The purpose of the meeting was to share information and experience, in particular on the existing systems of review bodies, on available remedies, on the various review cultures that may exist in different national systems of public procurement and to discuss reform implementation challenges, provisions needed in secondary legislation and other related topics.
Khalid M. Nofal and Philip ter Woort Sharing information and experience Participants of the session on 6 April 2016
Zoran Blasevic, who was the Secretary General of the first Croatian State Commission for the Supervision of Public Procurement Procedures, talked on the impact of the review function on the public procurement market and how it could improve the general perception about public procurement. Zoran’s presentation gave rise to another discussion about the independence of the complaint body and the need to have its decision effectively enforced.

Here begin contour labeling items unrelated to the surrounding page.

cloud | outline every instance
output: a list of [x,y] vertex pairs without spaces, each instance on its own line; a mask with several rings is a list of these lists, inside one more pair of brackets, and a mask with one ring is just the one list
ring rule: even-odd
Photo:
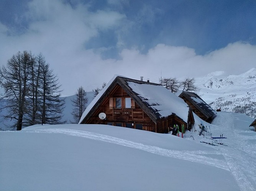
[[[115,2],[110,0],[109,3]],[[115,74],[137,79],[143,76],[157,83],[161,74],[163,77],[182,79],[218,71],[238,74],[255,67],[256,46],[248,43],[230,44],[203,55],[197,54],[192,48],[164,44],[157,44],[144,52],[141,51],[143,44],[127,45],[130,39],[134,40],[130,30],[142,23],[143,19],[131,21],[117,11],[92,11],[88,5],[77,3],[72,7],[57,0],[34,0],[30,2],[28,8],[19,19],[27,22],[27,29],[21,34],[8,32],[12,29],[0,23],[0,64],[5,65],[18,51],[41,52],[59,77],[65,96],[74,94],[81,86],[90,91],[108,82]],[[156,13],[152,10],[144,6],[138,15],[143,17],[148,13],[153,20]],[[144,23],[152,24],[148,20]],[[103,52],[110,50],[109,47],[86,48],[89,41],[108,30],[115,31],[113,32],[118,39],[118,58],[101,56]],[[134,37],[136,40],[140,37]]]

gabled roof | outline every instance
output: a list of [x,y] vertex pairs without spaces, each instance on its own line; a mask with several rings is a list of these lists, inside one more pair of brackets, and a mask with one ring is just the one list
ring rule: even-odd
[[253,123],[251,123],[251,124],[250,125],[249,127],[251,126],[256,126],[256,120],[254,120],[254,121],[253,121]]
[[208,104],[195,93],[183,91],[179,96],[180,97],[184,96],[193,105],[194,105],[207,119],[208,119],[217,114]]
[[187,123],[189,108],[183,99],[160,84],[115,76],[88,105],[79,123],[90,118],[117,84],[125,90],[151,120],[173,113]]

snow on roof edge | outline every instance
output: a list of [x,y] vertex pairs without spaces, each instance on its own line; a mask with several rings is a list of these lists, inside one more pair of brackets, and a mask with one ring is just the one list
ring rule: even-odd
[[114,77],[113,77],[111,79],[110,79],[109,82],[108,82],[108,83],[107,84],[107,85],[106,85],[105,87],[104,87],[103,88],[103,89],[102,90],[101,90],[101,91],[100,91],[100,92],[99,92],[98,94],[98,95],[96,96],[94,98],[94,99],[92,100],[92,102],[91,102],[88,105],[88,106],[87,106],[87,107],[84,112],[84,113],[83,113],[83,114],[82,115],[82,117],[80,118],[80,120],[78,122],[79,124],[80,124],[81,123],[82,123],[82,121],[83,121],[86,115],[87,115],[87,114],[88,114],[89,112],[90,112],[90,111],[92,108],[94,106],[94,105],[96,104],[96,103],[97,103],[98,101],[100,99],[104,94],[104,93],[106,91],[106,90],[107,90],[107,89],[109,87],[111,84],[112,84],[113,81],[114,81],[115,79],[117,77],[121,77],[122,78],[127,78],[126,77],[121,76],[120,75],[117,75],[117,74],[114,75]]

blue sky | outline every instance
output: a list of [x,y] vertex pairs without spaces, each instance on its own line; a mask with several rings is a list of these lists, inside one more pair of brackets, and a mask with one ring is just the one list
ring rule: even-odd
[[255,67],[256,21],[254,0],[2,0],[0,65],[41,52],[66,95],[114,74],[239,74]]

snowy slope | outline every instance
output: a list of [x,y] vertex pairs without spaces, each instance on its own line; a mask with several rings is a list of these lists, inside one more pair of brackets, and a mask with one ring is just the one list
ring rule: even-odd
[[227,137],[228,146],[200,142],[215,141],[199,136],[197,127],[184,139],[103,125],[2,131],[0,185],[3,190],[255,190],[253,120],[218,113],[210,130]]
[[222,72],[196,79],[198,93],[214,109],[245,113],[256,118],[256,68],[238,75]]
[[[88,102],[86,104],[87,106],[94,98],[94,92],[87,92],[86,93],[86,97],[88,99]],[[74,121],[73,115],[71,113],[73,109],[71,100],[74,99],[75,98],[75,95],[62,97],[65,100],[65,108],[64,108],[62,113],[62,121],[66,121],[66,123],[67,124],[71,123]],[[0,101],[0,106],[1,104],[1,102]],[[3,116],[6,115],[7,112],[7,110],[5,109],[3,109],[2,110],[0,110],[0,131],[1,130],[5,131],[13,129],[13,128],[10,128],[9,127],[13,125],[13,123],[16,121],[10,120],[3,120]],[[15,129],[15,128],[14,129]]]

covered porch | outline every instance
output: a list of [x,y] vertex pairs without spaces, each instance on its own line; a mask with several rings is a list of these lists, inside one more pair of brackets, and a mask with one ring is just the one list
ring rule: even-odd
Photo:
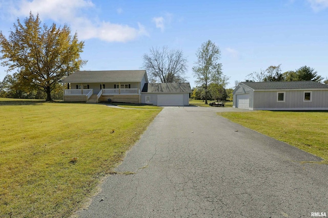
[[[98,91],[98,93],[96,92]],[[98,103],[112,101],[133,102],[139,103],[141,90],[138,88],[111,88],[94,90],[94,89],[64,89],[64,101],[65,102],[86,102]],[[131,102],[132,103],[132,102]]]

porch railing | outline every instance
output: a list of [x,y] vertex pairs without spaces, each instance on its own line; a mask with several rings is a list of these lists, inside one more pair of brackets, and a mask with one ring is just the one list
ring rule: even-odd
[[[88,98],[91,96],[93,92],[92,89],[65,89],[65,95],[86,95]],[[107,88],[100,90],[97,95],[99,99],[101,95],[116,94],[140,94],[140,90],[138,88]]]
[[[64,94],[67,95],[87,95],[90,92],[92,95],[92,89],[65,89]],[[90,95],[91,96],[91,95]]]
[[106,88],[102,90],[102,94],[140,94],[140,89],[138,88]]
[[102,90],[103,90],[104,89],[100,90],[100,91],[99,91],[99,93],[98,93],[98,94],[97,95],[97,101],[98,101],[99,98],[100,98],[100,96],[101,96],[101,95],[102,94]]

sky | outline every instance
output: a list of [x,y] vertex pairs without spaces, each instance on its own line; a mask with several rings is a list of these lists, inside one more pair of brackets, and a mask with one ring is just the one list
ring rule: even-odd
[[[0,31],[7,37],[30,11],[77,33],[88,61],[81,70],[140,69],[150,49],[167,46],[182,51],[194,87],[196,53],[211,40],[227,88],[279,64],[282,72],[306,65],[328,77],[328,0],[0,0]],[[0,80],[6,70],[0,66]]]

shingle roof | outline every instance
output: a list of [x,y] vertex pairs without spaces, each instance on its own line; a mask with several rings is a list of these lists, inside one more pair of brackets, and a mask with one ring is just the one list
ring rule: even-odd
[[328,89],[328,85],[314,81],[242,82],[254,90]]
[[174,93],[192,92],[189,83],[146,83],[142,92]]
[[141,81],[145,74],[145,70],[77,71],[63,80],[62,82],[64,83],[137,82]]

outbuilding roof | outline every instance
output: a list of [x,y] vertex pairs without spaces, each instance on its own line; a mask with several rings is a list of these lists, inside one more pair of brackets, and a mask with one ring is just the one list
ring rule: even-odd
[[192,92],[189,83],[146,83],[142,92],[176,93]]
[[140,82],[146,74],[145,70],[77,71],[62,80],[63,83],[106,83]]
[[314,81],[242,82],[240,83],[254,90],[328,89],[328,85]]

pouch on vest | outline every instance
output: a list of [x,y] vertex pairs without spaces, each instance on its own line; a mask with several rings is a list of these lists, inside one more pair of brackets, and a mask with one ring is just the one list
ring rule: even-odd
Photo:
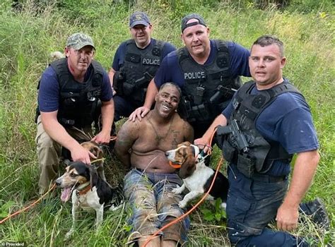
[[113,88],[119,95],[123,95],[123,83],[126,81],[123,72],[115,71],[113,76]]
[[[219,138],[219,135],[217,136]],[[224,138],[224,137],[221,137],[221,140],[222,138]],[[223,140],[223,143],[222,143],[222,152],[225,160],[229,162],[233,162],[234,157],[235,156],[235,150],[226,140]]]
[[255,169],[255,160],[252,157],[245,155],[237,155],[237,169],[248,178],[252,178]]

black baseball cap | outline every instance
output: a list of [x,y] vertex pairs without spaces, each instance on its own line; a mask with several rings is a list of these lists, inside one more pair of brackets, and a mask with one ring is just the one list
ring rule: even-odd
[[[198,21],[196,20],[191,23],[187,23],[187,22],[191,19],[196,19],[198,20]],[[193,13],[184,16],[182,19],[182,32],[184,32],[185,28],[188,27],[192,27],[192,25],[202,25],[205,27],[207,27],[207,25],[206,25],[205,20],[202,18],[201,16],[197,13]]]

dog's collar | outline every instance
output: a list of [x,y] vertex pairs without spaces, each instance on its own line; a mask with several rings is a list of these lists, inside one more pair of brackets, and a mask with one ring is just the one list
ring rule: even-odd
[[[195,145],[191,145],[191,147],[192,147],[192,154],[195,157],[196,162],[199,162],[199,161],[201,160],[204,158],[204,157],[201,155],[203,154],[203,152],[201,152],[201,153],[199,154],[199,147],[198,147],[198,146],[196,146]],[[180,169],[180,167],[182,167],[182,164],[177,163],[177,162],[172,162],[171,161],[169,162],[169,164],[170,164],[170,167],[172,167],[175,169]]]
[[77,195],[85,195],[86,193],[88,192],[89,190],[91,189],[91,186],[90,186],[90,182],[87,182],[86,183],[83,183],[82,185],[81,185],[78,188],[77,188],[77,190],[76,190],[76,194]]

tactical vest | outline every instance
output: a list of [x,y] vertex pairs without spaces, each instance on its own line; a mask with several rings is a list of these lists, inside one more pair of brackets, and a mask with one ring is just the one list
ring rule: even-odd
[[89,78],[86,82],[79,83],[70,73],[66,59],[57,60],[50,66],[55,70],[59,84],[58,121],[67,127],[90,126],[99,110],[103,68],[93,60]]
[[144,103],[148,85],[160,65],[164,44],[156,40],[155,45],[141,49],[134,40],[126,42],[124,62],[120,68],[124,77],[122,91],[125,96],[131,96],[139,106]]
[[238,76],[232,77],[227,42],[214,42],[216,56],[209,64],[195,62],[186,47],[177,51],[184,80],[182,104],[186,104],[185,118],[190,123],[211,122],[241,85]]
[[255,86],[255,83],[250,81],[239,90],[233,100],[234,109],[230,117],[230,120],[237,120],[248,142],[249,151],[244,152],[239,150],[232,134],[225,137],[223,144],[225,159],[236,164],[240,171],[249,178],[255,173],[265,174],[269,171],[275,160],[281,159],[288,163],[290,162],[292,155],[278,142],[263,137],[256,129],[256,121],[260,114],[277,96],[286,92],[302,95],[288,81],[272,88],[260,90],[257,95],[252,95],[251,92]]

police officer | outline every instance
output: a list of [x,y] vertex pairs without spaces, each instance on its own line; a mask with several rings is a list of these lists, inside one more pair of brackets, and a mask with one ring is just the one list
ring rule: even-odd
[[66,58],[57,60],[43,72],[39,85],[36,143],[43,193],[58,174],[61,147],[71,152],[74,161],[90,164],[94,155],[79,144],[93,135],[92,123],[100,112],[102,128],[92,138],[108,143],[114,115],[110,78],[101,65],[93,60],[95,48],[83,33],[71,35]]
[[239,76],[250,76],[249,51],[232,42],[210,40],[209,33],[201,16],[192,13],[182,18],[185,47],[163,59],[148,87],[143,107],[131,120],[145,116],[160,86],[172,81],[182,90],[180,113],[194,128],[195,137],[204,134],[240,88]]
[[[247,141],[242,147],[237,141],[238,133],[223,136],[223,156],[231,168],[228,229],[230,242],[237,246],[308,246],[302,238],[283,231],[297,228],[299,207],[321,227],[329,227],[320,199],[299,205],[319,162],[319,144],[308,104],[283,78],[286,61],[281,41],[268,35],[257,39],[249,59],[254,80],[240,88],[204,136],[194,141],[206,144],[216,126],[228,124],[231,128],[234,121]],[[266,228],[273,219],[283,231]]]
[[131,40],[122,42],[115,53],[109,76],[116,92],[114,121],[127,117],[143,105],[148,84],[162,59],[175,50],[168,42],[151,38],[153,26],[143,12],[130,16]]

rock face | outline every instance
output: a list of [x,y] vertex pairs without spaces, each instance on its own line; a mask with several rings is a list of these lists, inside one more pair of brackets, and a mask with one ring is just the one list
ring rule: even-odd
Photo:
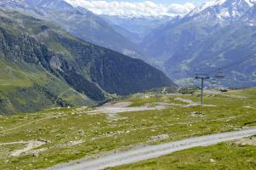
[[108,99],[110,94],[174,85],[142,60],[14,11],[0,9],[0,42],[1,113],[92,105]]
[[105,48],[144,58],[137,45],[122,36],[101,17],[64,0],[2,0],[0,5],[37,19],[49,20],[76,37]]

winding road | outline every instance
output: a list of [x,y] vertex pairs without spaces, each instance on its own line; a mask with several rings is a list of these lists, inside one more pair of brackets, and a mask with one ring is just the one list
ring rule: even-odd
[[[207,146],[220,142],[240,139],[256,134],[256,128],[247,128],[239,131],[206,135],[170,142],[158,145],[147,145],[139,149],[126,151],[114,151],[94,157],[85,157],[70,163],[57,165],[48,168],[51,170],[98,170],[124,164],[134,163],[175,151],[186,150],[196,146]],[[79,162],[79,163],[78,163]]]

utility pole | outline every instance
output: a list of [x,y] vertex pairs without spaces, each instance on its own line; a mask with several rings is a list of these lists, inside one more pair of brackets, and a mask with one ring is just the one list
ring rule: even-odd
[[201,79],[201,106],[203,105],[203,82],[204,80],[210,79],[210,76],[207,74],[196,74],[196,79],[199,80]]

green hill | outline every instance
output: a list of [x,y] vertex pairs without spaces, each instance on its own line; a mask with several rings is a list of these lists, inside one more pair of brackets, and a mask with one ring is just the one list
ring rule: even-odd
[[0,9],[1,113],[93,105],[173,86],[145,62],[73,37],[50,23]]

The second session was devoted to the ways of restructuring a complaint office, giving it a new mandate and institutional set-up, with the participation of the aforesaid and Erika Bozzay, senior policy adviser in the OECD/SIGMA programme, and Olivier Moreau, consultant for the EBRD. Erika gave a presentation on legal protection in public procurement. The general discussion was structured on a series of questions: the mandate of the office for complaints (should the disputes regard tendering only or including implementation of the contract?), its coverage (should all decisions in the tendering process be challengeable?), who can complain (actual bidders only, or potential ones also or members of public?), which procedure is used (tribunal or administrative?), whether resorting to the Complaint Office should be an option or a mandatory step before going to court or arbitration, whether the Complaint Office should rather have a binding role or an advisory one, the question of delays in the procurement procedures and how to avoid them.